What Objectivists have been duped (by themselves) into believing is that, since a defense from terrorist attack is needed, and since the federal government is charged with the function of national defense, it is possible for the Bush administration to provide this defense. But obviously this is a non sequitur. That American life and property need defense from Islamic terrorists does not imply that there exists an institution capable of providing this defense at all, and it certainly doesn’t imply that the U.S. Government is such an institution.

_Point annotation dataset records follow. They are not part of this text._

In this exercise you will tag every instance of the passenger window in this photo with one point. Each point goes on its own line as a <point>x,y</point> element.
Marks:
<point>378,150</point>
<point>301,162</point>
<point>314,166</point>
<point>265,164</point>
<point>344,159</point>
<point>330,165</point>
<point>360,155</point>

My central argument in this post is that the U.S. Government is so corrupt (and worse than corrupt: savage) that it doesn’t matter what strategy it adopts for the war. It doesn’t matter whether “we” plan to bomb Iran or invade Canada or do nothing or nuke the Middle East into a giant sheet of radioactive glass. It doesn’t matter whether “we” follow ARI’s strategic recommendations or those of the Martian Beatniks for Peace. The U.S. Government is constitutionally incapable of mounting an effective defense against the terrorist savages, in principle, because it itself is a government of, by, and for savages.
If the Ayn Rand Institute weren’t duped, its advice to the Bush administration would not be to abandon the nation-building quagmire in Iraq and begin bombing Iran. It would be just this: “Dissolve.”
(Now, might it be that the American adventures in the Middle East end up doing more good than harm? Yes. And if I put all my savings into lottery tickets, I might strike it rich. Might it be that if ARI ran the DOD the odds of the war doing more good than harm might be significantly better? Yes. And if I play blackjack rather than roulette, odds are I’ll do better in Vegas.)
The U.S. has every intention of mounting an effective offensive against terrorists as the Regan Administration had of mounting an effective offensive against the drug dealers of Columbia.
The war on terror proves to be just as profitable as the war on drugs has been.